El desarrollo tecnológico es un eje del modelo productivo. La innovación tecnológica aplicada a la industria permite incorporar más valor agregado a nuestros productos, mejora la competitividad de nuestras empresas y genera trabajo de calidad para los argentinos.
Esta megamuestra es el resultado tangible del cambio del paradigma iniciado ocho años atrás; es consecuencia de la decisión de la presidenta de la Nación, Cristina Fernández de Kirchner, de crear un Ministerio de Ciencia y Tecnología, aumentar la inversión en ese área de 800 millones de pesos a los 6 mil millones de pesos actuales e iniciar la repatriación de científicos que habían tenido que irse del país, de los años en que los mandaban a lavar los platos.
Hoy, Tecnópolis representa un país que no sólo produce granos y carne, sino que además desarrolla productos de alta tecnología que permiten mejorar la competitividad de una industria que creció a casi el doble. Sólo así se pudo mejorar notablemente la distribución del ingreso, generando cada vez más igualdad de oportunidades y movilidad social.

La industria, eje del despegue. La incorporación creciente de innovación tecnológica en las cadenas productivas locales ha sido indispensable para sostener la productividad que tenemos en nuestro país y que permitió generar 5 millones de nuevos puestos de trabajo, crear 140 mil nuevas empresas, sustituir importaciones y aumentar nuestras exportaciones de manufacturas industriales que en 2010, por primera vez en la historia, se ubicaron como el principal producto que le vendemos al mundo.
Tenemos una industria automotriz que no sólo marca, año tras año, records de ventas, producción y exportaciones, sino que se consolida como una industria a escala mundial, por ejemplo con la instalación del segundo centro de investigación y desarrollo industrial de PSA (el segundo de la empresa fuera de Europa) o con la producción de las pick ups Amarok y Hilux que se hacen en la República Argentina para el mundo.
Hoy podemos mostrar con orgullo un país industrializado, recuperamos sectores productivos que en la década del 1990 habían desaparecido como calzado, línea blanca, textiles, madera y muebles, automotriz-autopartista, juguetes, entre otros.
Tenemos en Tierra del Fuego un polo de producción electrónica con inversiones por más de 370 millones de dólares y donde las grandes marcas mundiales como Hewlett Packard, Motorola, Huawei, Alcatel, Samsung, LG, Nokia, Sony Ericson y Blackberry, entre otras, fabrican sus productos de mediana y alta gama. 
Tenemos también una industria del software dinámica, donde el 55 por ciento de las empresas exportan y que entre 2002 y 2010 cuadruplicó sus ventas al exterior, alcanzando a fin del año pasado 730 millones de dólares. Este sector, que el año pasado facturó casi 3.000 millones de dólares, con la reciente aprobación de la modificación de la ley de Promoción de Software tendrá mayores beneficios fiscales para las empresas exportadoras y mejorará las condiciones de competitividad para la inserción internacional de un sector mayoritariamente compuesto por Pymes. Los robots made in Argentina que habitan Tecnópolis son apenas un emergente de una industria muy potente que crece en nuestro país.

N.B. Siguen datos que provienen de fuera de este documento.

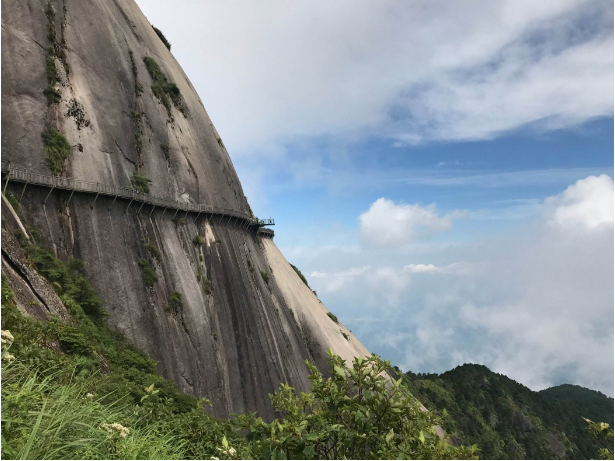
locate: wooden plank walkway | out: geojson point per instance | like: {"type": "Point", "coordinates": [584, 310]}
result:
{"type": "Point", "coordinates": [21, 175]}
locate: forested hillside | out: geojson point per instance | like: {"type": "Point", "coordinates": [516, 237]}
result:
{"type": "Point", "coordinates": [509, 421]}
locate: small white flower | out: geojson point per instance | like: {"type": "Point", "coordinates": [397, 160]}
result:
{"type": "Point", "coordinates": [7, 337]}
{"type": "Point", "coordinates": [116, 427]}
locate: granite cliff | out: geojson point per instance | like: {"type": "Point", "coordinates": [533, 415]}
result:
{"type": "Point", "coordinates": [97, 75]}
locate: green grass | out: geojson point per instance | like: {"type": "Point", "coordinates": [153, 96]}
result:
{"type": "Point", "coordinates": [166, 92]}
{"type": "Point", "coordinates": [57, 149]}
{"type": "Point", "coordinates": [58, 403]}
{"type": "Point", "coordinates": [149, 276]}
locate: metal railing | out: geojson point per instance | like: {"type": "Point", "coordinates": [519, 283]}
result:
{"type": "Point", "coordinates": [56, 182]}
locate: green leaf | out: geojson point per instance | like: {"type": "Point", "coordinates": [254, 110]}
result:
{"type": "Point", "coordinates": [309, 452]}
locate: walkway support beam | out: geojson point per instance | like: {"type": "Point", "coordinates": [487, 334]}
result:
{"type": "Point", "coordinates": [52, 187]}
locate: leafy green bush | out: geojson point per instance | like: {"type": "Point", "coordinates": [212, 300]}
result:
{"type": "Point", "coordinates": [175, 304]}
{"type": "Point", "coordinates": [65, 278]}
{"type": "Point", "coordinates": [603, 434]}
{"type": "Point", "coordinates": [354, 414]}
{"type": "Point", "coordinates": [51, 71]}
{"type": "Point", "coordinates": [140, 183]}
{"type": "Point", "coordinates": [162, 37]}
{"type": "Point", "coordinates": [57, 149]}
{"type": "Point", "coordinates": [162, 88]}
{"type": "Point", "coordinates": [137, 143]}
{"type": "Point", "coordinates": [154, 251]}
{"type": "Point", "coordinates": [149, 276]}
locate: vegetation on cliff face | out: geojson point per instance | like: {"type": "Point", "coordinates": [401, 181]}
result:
{"type": "Point", "coordinates": [303, 279]}
{"type": "Point", "coordinates": [57, 149]}
{"type": "Point", "coordinates": [165, 91]}
{"type": "Point", "coordinates": [162, 37]}
{"type": "Point", "coordinates": [509, 421]}
{"type": "Point", "coordinates": [78, 390]}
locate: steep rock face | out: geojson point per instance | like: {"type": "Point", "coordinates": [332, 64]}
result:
{"type": "Point", "coordinates": [235, 338]}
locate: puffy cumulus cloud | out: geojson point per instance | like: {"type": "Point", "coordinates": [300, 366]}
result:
{"type": "Point", "coordinates": [588, 203]}
{"type": "Point", "coordinates": [411, 71]}
{"type": "Point", "coordinates": [430, 268]}
{"type": "Point", "coordinates": [386, 224]}
{"type": "Point", "coordinates": [334, 281]}
{"type": "Point", "coordinates": [535, 304]}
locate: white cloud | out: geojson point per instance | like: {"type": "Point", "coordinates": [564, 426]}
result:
{"type": "Point", "coordinates": [386, 224]}
{"type": "Point", "coordinates": [587, 203]}
{"type": "Point", "coordinates": [430, 268]}
{"type": "Point", "coordinates": [412, 71]}
{"type": "Point", "coordinates": [535, 304]}
{"type": "Point", "coordinates": [334, 281]}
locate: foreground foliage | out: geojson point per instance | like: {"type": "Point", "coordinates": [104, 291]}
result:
{"type": "Point", "coordinates": [357, 413]}
{"type": "Point", "coordinates": [78, 390]}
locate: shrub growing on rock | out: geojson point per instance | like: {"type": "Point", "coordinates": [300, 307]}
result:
{"type": "Point", "coordinates": [57, 149]}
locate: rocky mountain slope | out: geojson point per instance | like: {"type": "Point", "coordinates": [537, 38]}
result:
{"type": "Point", "coordinates": [90, 92]}
{"type": "Point", "coordinates": [509, 421]}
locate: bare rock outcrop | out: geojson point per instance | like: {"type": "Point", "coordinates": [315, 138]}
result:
{"type": "Point", "coordinates": [84, 68]}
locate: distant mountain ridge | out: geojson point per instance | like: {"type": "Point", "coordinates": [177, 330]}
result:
{"type": "Point", "coordinates": [509, 421]}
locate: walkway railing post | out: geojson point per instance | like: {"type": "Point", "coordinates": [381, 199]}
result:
{"type": "Point", "coordinates": [239, 219]}
{"type": "Point", "coordinates": [97, 192]}
{"type": "Point", "coordinates": [50, 191]}
{"type": "Point", "coordinates": [131, 200]}
{"type": "Point", "coordinates": [8, 176]}
{"type": "Point", "coordinates": [24, 186]}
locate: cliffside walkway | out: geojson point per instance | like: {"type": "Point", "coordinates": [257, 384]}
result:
{"type": "Point", "coordinates": [21, 175]}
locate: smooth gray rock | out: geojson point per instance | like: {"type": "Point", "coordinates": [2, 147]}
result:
{"type": "Point", "coordinates": [234, 345]}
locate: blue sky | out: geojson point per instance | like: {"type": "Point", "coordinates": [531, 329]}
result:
{"type": "Point", "coordinates": [441, 172]}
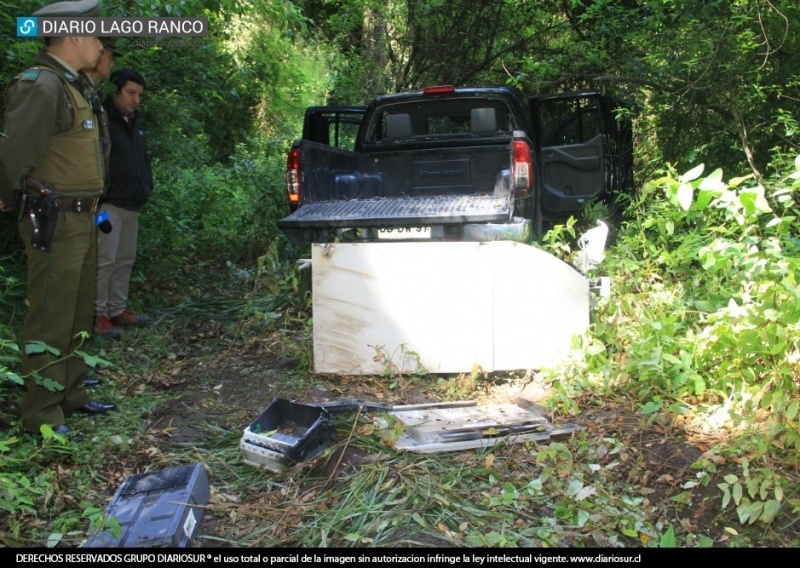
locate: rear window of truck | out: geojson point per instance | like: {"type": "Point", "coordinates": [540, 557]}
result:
{"type": "Point", "coordinates": [451, 117]}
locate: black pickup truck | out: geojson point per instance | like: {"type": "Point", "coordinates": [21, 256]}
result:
{"type": "Point", "coordinates": [456, 164]}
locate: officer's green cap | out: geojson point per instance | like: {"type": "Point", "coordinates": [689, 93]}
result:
{"type": "Point", "coordinates": [86, 8]}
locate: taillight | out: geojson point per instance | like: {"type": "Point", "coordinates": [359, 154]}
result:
{"type": "Point", "coordinates": [522, 167]}
{"type": "Point", "coordinates": [293, 176]}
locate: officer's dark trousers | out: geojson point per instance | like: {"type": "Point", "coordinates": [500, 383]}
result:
{"type": "Point", "coordinates": [60, 293]}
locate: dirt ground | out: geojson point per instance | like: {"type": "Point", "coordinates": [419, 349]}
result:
{"type": "Point", "coordinates": [227, 388]}
{"type": "Point", "coordinates": [213, 384]}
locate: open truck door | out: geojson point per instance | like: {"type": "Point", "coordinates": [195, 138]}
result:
{"type": "Point", "coordinates": [332, 126]}
{"type": "Point", "coordinates": [584, 152]}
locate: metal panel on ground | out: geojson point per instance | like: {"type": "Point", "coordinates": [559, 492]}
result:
{"type": "Point", "coordinates": [453, 305]}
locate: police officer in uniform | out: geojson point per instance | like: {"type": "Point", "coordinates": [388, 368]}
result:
{"type": "Point", "coordinates": [52, 169]}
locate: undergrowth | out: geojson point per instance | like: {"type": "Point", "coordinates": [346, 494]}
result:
{"type": "Point", "coordinates": [704, 325]}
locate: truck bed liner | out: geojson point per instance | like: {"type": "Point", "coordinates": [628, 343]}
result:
{"type": "Point", "coordinates": [425, 210]}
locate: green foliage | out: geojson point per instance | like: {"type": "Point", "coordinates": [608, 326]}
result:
{"type": "Point", "coordinates": [704, 318]}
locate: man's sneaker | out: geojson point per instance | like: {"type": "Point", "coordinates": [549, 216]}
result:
{"type": "Point", "coordinates": [129, 319]}
{"type": "Point", "coordinates": [104, 327]}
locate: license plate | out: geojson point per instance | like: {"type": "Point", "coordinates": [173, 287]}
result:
{"type": "Point", "coordinates": [405, 233]}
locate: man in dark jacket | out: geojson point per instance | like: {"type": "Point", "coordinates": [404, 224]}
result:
{"type": "Point", "coordinates": [129, 187]}
{"type": "Point", "coordinates": [52, 168]}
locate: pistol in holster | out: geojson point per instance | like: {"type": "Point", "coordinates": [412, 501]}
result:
{"type": "Point", "coordinates": [40, 205]}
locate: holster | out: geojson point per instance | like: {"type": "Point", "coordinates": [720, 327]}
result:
{"type": "Point", "coordinates": [41, 209]}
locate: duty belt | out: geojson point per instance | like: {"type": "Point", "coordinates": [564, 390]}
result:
{"type": "Point", "coordinates": [74, 205]}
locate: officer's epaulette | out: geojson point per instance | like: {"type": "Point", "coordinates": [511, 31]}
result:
{"type": "Point", "coordinates": [29, 74]}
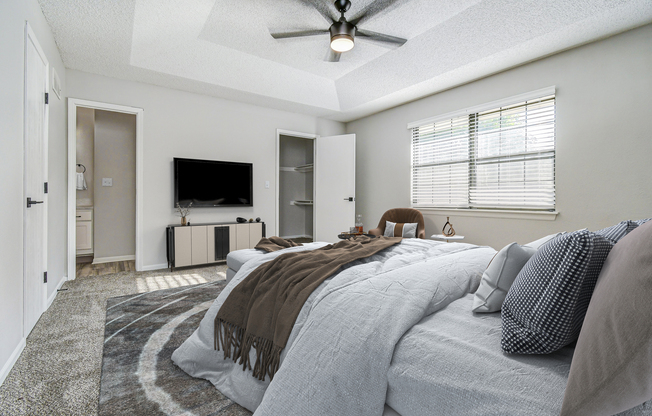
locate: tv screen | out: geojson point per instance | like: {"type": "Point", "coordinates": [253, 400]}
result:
{"type": "Point", "coordinates": [209, 183]}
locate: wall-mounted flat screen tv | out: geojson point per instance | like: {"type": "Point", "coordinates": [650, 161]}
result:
{"type": "Point", "coordinates": [211, 183]}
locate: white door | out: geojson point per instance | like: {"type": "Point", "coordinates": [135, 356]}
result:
{"type": "Point", "coordinates": [35, 174]}
{"type": "Point", "coordinates": [334, 186]}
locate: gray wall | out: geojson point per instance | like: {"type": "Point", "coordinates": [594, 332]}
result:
{"type": "Point", "coordinates": [182, 124]}
{"type": "Point", "coordinates": [604, 144]}
{"type": "Point", "coordinates": [13, 14]}
{"type": "Point", "coordinates": [114, 223]}
{"type": "Point", "coordinates": [85, 149]}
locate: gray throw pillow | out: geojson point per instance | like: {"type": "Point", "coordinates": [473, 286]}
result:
{"type": "Point", "coordinates": [536, 244]}
{"type": "Point", "coordinates": [611, 369]}
{"type": "Point", "coordinates": [618, 231]}
{"type": "Point", "coordinates": [408, 229]}
{"type": "Point", "coordinates": [499, 276]}
{"type": "Point", "coordinates": [545, 307]}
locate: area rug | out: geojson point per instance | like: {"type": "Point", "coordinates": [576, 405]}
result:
{"type": "Point", "coordinates": [138, 375]}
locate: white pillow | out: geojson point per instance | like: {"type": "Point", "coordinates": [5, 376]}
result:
{"type": "Point", "coordinates": [499, 276]}
{"type": "Point", "coordinates": [408, 230]}
{"type": "Point", "coordinates": [536, 244]}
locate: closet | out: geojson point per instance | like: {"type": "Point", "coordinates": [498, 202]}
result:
{"type": "Point", "coordinates": [296, 188]}
{"type": "Point", "coordinates": [315, 189]}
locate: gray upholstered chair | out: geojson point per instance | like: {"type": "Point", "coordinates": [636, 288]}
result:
{"type": "Point", "coordinates": [401, 215]}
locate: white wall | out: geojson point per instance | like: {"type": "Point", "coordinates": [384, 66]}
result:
{"type": "Point", "coordinates": [604, 141]}
{"type": "Point", "coordinates": [182, 124]}
{"type": "Point", "coordinates": [13, 14]}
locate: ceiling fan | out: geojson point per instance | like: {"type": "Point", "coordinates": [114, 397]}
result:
{"type": "Point", "coordinates": [342, 31]}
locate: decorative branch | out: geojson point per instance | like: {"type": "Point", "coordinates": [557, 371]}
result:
{"type": "Point", "coordinates": [183, 211]}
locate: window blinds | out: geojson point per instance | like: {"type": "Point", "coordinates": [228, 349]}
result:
{"type": "Point", "coordinates": [500, 158]}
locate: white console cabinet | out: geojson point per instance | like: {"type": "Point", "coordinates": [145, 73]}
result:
{"type": "Point", "coordinates": [209, 243]}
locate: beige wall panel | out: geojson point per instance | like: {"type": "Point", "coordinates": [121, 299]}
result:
{"type": "Point", "coordinates": [182, 246]}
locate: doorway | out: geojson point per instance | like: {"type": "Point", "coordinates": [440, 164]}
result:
{"type": "Point", "coordinates": [95, 223]}
{"type": "Point", "coordinates": [295, 174]}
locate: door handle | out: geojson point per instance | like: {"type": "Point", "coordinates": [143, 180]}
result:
{"type": "Point", "coordinates": [30, 202]}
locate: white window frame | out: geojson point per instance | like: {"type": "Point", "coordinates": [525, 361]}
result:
{"type": "Point", "coordinates": [524, 213]}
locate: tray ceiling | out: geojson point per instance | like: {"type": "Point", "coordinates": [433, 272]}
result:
{"type": "Point", "coordinates": [225, 49]}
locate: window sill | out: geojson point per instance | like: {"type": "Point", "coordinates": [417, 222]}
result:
{"type": "Point", "coordinates": [490, 213]}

Biocrecimiento. Somos el país con mayor cantidad de empresas de biotecnología per cápita y con el mayor número de investigadores respecto a la población económicamente activa en América Latina y estamos a la vanguardia mundial en el paquete tecnológico que se utiliza para la siembra directa.
Este contexto de reindustrialización, crecimiento y desarrollo en todos los sectores nos posibilita pensar hoy la industria del futuro: así nos planteamos nuevos desafíos y pusimos en marcha el Plan Estratégico Industrial 2020.
El Gobierno sabe cuáles son los desafíos que plantea el nuevo escenario mundial y tiene claro qué tipo de industria necesita la Argentina de 2020 para poder afrontarlos. La industria, la ciencia, la tecnología y el conocimiento son los que van a darnos el valor agregado definitivo para seguir dando el salto cuantitativo y cualitativo que estamos dando como país.
Por eso, si queremos ser un país que exporte bienes y servicios con valor agregado, la única manera de lograrlo es seguir desarrollando el valor científico nacional. Queremos que todos  vengan a conocer esta verdadera maravilla que es una conmemoración de lo que fuimos capaces de hacer y una convocatoria a seguir construyendo un futuro mejor para cada uno de los argentinos.